RefTeacher is a strong baseline method for Semi-Supervised Referring Expression Comprehension.
Apache License 2.0
12 stars 0 forks source link

In regard to the semi-supervised attention issue #2

Open WeitaiKang opened 1 year ago

WeitaiKang commented 1 year ago

Thank you for your work, it's very interesting, but I have a question.

Is it okay to perform semi-supervised attention when your teacher's data augmentation and your student's data augmentation are not the same, and the attention map has not undergone geometric transformation?

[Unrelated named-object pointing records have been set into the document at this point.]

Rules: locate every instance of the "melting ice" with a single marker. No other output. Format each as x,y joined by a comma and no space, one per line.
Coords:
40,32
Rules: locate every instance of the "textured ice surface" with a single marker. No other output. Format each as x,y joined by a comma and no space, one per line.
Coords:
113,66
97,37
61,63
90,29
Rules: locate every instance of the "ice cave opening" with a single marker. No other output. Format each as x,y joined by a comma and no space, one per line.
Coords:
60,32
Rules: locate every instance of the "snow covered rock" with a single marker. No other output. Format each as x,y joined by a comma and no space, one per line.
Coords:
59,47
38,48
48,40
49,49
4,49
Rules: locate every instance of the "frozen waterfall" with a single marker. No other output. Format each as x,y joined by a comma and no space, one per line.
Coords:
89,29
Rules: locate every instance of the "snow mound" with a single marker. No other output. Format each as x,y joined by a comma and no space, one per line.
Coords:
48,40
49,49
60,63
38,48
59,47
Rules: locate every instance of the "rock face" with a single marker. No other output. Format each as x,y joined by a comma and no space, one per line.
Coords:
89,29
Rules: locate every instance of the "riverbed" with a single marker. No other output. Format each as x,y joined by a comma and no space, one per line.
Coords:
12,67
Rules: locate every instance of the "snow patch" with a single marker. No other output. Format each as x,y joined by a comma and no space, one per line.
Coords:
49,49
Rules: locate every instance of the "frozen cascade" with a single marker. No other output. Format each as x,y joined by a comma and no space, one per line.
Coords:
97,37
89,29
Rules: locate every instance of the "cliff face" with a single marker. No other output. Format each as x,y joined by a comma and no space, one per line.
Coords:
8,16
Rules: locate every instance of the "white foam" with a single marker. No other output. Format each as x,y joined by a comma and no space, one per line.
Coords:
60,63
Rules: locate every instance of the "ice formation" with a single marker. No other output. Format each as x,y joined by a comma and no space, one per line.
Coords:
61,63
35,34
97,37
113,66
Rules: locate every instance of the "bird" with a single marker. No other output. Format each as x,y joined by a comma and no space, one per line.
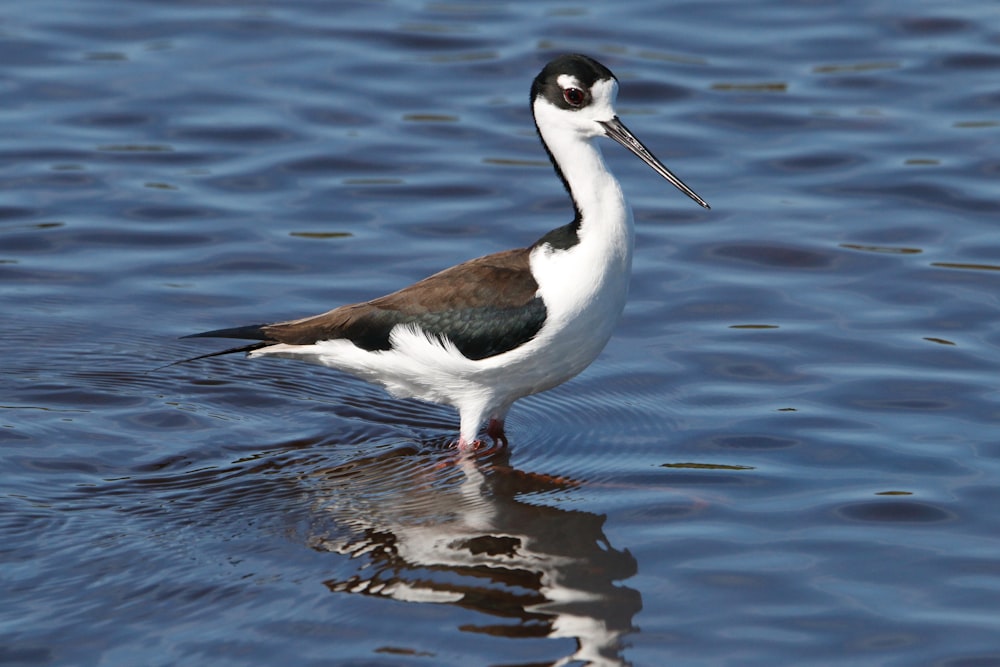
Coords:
484,333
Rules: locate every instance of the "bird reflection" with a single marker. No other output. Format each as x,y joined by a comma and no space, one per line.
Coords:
434,528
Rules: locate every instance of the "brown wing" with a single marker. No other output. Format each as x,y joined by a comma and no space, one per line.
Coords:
485,306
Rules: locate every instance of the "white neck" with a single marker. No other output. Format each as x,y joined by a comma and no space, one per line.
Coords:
605,217
585,285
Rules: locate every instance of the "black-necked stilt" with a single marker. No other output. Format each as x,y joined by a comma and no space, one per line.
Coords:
482,334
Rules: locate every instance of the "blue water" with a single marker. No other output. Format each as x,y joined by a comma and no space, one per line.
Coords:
787,455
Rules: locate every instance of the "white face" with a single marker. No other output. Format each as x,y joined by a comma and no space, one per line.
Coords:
598,106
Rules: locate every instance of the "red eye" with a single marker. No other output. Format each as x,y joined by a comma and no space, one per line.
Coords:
574,97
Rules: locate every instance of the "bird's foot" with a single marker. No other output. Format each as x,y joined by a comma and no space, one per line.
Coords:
496,433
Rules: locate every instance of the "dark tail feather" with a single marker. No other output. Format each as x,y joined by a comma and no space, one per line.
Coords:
232,350
251,332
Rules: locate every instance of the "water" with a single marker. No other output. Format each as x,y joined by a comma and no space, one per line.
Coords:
787,455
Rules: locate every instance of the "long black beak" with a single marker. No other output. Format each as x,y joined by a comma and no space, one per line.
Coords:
617,131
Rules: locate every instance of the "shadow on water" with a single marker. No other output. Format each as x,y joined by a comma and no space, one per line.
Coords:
413,523
456,532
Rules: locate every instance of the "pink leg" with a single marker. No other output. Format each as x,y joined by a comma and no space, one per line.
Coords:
466,446
495,431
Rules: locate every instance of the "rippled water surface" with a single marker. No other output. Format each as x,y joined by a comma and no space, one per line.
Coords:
787,455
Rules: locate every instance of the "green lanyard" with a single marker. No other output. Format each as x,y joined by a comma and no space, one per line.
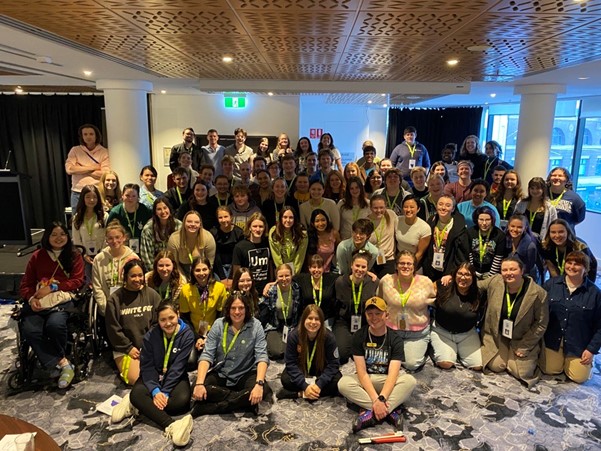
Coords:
511,304
318,302
168,349
226,348
561,266
310,359
357,298
404,296
482,245
555,201
285,306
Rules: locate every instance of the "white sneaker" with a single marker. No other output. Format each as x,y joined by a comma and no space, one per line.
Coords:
179,431
123,410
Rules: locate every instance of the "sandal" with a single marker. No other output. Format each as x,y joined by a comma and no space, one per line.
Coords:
67,375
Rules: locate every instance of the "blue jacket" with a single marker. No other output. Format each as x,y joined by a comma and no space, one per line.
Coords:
153,355
574,317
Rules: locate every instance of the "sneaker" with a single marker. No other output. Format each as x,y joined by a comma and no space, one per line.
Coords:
179,431
365,419
395,418
123,410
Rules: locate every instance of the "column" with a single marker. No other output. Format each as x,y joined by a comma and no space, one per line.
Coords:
535,129
126,109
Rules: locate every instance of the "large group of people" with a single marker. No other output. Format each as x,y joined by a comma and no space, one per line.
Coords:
259,255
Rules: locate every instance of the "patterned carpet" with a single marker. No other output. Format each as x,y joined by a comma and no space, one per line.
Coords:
450,410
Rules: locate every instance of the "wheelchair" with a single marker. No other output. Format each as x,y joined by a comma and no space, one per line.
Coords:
84,344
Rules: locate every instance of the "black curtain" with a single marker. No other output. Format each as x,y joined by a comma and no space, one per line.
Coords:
435,126
40,130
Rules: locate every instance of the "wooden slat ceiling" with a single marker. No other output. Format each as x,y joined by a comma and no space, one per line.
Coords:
333,40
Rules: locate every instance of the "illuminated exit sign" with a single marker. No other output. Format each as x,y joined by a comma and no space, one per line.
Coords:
234,100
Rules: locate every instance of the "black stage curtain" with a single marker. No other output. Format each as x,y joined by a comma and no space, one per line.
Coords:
40,130
435,127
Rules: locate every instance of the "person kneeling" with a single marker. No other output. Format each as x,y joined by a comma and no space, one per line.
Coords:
378,387
237,351
312,367
163,388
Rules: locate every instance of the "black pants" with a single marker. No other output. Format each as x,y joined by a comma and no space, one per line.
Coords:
178,404
329,390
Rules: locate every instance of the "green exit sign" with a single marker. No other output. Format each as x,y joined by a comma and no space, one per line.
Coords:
235,102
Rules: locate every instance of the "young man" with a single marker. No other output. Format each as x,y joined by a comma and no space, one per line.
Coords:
378,387
409,154
181,191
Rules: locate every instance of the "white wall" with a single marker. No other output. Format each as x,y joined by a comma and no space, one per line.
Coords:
263,115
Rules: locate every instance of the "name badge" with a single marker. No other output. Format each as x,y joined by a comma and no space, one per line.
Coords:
134,244
507,328
438,261
285,334
355,323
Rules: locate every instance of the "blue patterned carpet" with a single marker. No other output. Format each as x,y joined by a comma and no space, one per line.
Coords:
450,410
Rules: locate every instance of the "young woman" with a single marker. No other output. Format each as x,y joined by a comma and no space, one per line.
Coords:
148,191
507,196
449,246
318,201
412,233
573,335
351,293
130,312
253,251
383,237
335,186
523,244
516,318
164,278
279,311
354,206
201,301
131,214
459,308
190,242
558,243
53,273
486,243
163,388
199,202
537,208
157,230
409,297
288,241
107,268
567,202
227,235
312,367
237,340
87,228
323,239
243,282
110,190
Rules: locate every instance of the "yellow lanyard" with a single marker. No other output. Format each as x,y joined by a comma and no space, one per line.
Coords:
168,349
404,296
318,302
226,348
555,201
285,306
508,300
357,298
482,244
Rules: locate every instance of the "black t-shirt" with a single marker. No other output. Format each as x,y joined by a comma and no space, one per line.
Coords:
378,353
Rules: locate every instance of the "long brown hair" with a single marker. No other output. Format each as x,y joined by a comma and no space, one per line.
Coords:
320,341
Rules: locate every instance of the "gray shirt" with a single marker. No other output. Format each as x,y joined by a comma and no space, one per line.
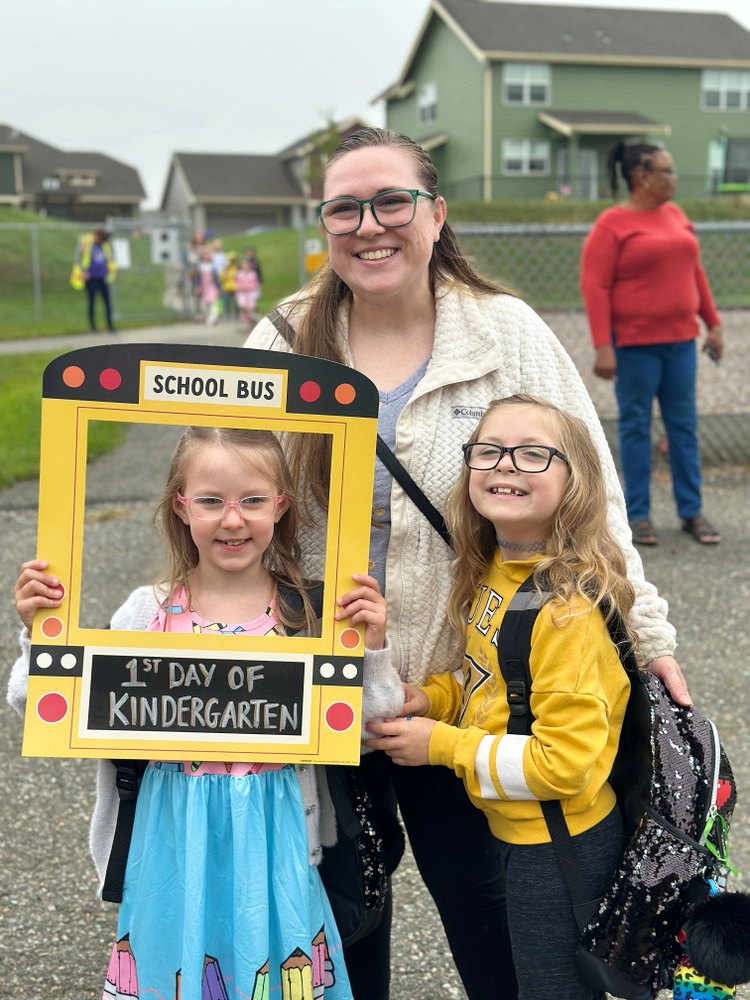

Disguiser15 commented 1 year ago

Thank you for your interest and the good question! The teacher network is weakly augmented to provide stable pseudo labels, and the student network is strongly augmented to learn additional valuable information and prevent overfitting. If both employ the same data augmentation, the loss of attention constraints is small and the student network gradient is barely updated. You can see the ablation study in Table. 4. The attention map without geometric transformation can also provide valuable pseudo information.

WeitaiKang commented 1 year ago

It's great to see such a prompt response from you!

However, it doesn't seem quite reasonable to use L2 loss to constrain attention when teacher-student models are employing different augmentations. After all, strong augmentations like RandomResize and RandomSizeCrop can change the object's position, So in the attention map, it seems that there is no one-to-one correspondence between the tokens from the teacher and the student anymore. Without additional geometric transformations, why would we use L2 to constrain these two types of maps?

Is there any additional processing applied to the attention map of the data generated by the teacher's weak augmentations in this context?